Image Denoising with Autoencoder
1 Introduction
Artificial Neural Networks (ANNs) are a class of machine learning algorithms that learn from data and specialize in pattern recognition.1This deep neural networks now are used in many fields and show success in various artificial intelligence tasks such as computer vision, natural language processing and even computational finance.
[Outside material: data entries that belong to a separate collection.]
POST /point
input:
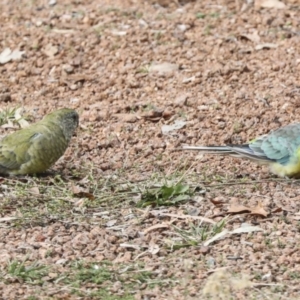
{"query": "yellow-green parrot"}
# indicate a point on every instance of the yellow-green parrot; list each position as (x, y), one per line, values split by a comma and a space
(34, 149)
(280, 149)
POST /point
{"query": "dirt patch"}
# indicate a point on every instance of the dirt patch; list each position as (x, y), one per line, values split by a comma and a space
(146, 77)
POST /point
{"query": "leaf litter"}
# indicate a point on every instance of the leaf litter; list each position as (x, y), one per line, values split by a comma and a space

Deep learning is nothing but many classifiers working together, which are based on linear regression followed by some activation functions. Its basis is the same as the traditional statistical linear regression \(W^{T}X+b\) approach. The only difference is that there are many neural nodes in deep learning instead of only one node which is called linear regression in the traditional statistical learning. These neural nodes are also known as a neural network, and one classifier node is known as a neural unit or perception. Another contrasting point need to be noticed is that in deep learning there are many layers between the input and the output. A layer can have many hundreds or even thousands of neural units. The layers which are in between the input and the output known as the hidden layers and the nodes are known as the hidden nodes.2
Basic ingredient of ANN is is the feedforward deep network, or multilayer perceptron (MLP). A multilayer perceptron is just a mathematical function mapping some set of input values to output values. The function is formed by composing many simpler functions. We can think of each application of a different mathematical function as providing a new representation of the input.4
Machine learning algorithms can be broadly categorized as unsupervised or supervised by what kind of “experience” they are allowed to have during the learning process. In these case, “experience” is called dataset. Sometimes we call them data points. Unsupervised learning algorithms experience a dataset containing many features, then learn useful properties of the structure of this dataset. Supervised learning algorithms experience a dataset containing features, but each example is also associated with a label or target.
2 Image Denoising
Image denoising is to remove noise from a noisy image, so as to restore the true image. However, since noise, edge, and texture are high frequency components, it is difficult to distinguish them in the process of denoising and the denoised images could inevitably lose some details.5
The purpose of noise reduction is to decrease the noise in natural images while minimizing the loss of original features and improving the signal-to-noise ratio (SNR). The major challenges for image denoising are as follows:
- flat areas should be smooth,
- edges should be protected without blurring,
- textures should be preserved, and
- new artifacts should not be generated.
2.1 Classical denoising method
- Spatial domain filtering: aim to remove noise by calculating the gray value of each pixel based on the correlation between pixels/image patches in the original image. Usually done by applying linear or non-linear filters (e.g. mean filtering, median filtering). Normally, spatial filters eliminate noise to a reasonable extent but suffered with image blurring, which in turn loses sharp edges.5
- Transform Domain Filtering since the characteristics of image information and noise are different in the “transform space”, noisy image are transform to another domain and then they apply a denoising procedure on the transformed image according to the different characteristics of the image and its noise.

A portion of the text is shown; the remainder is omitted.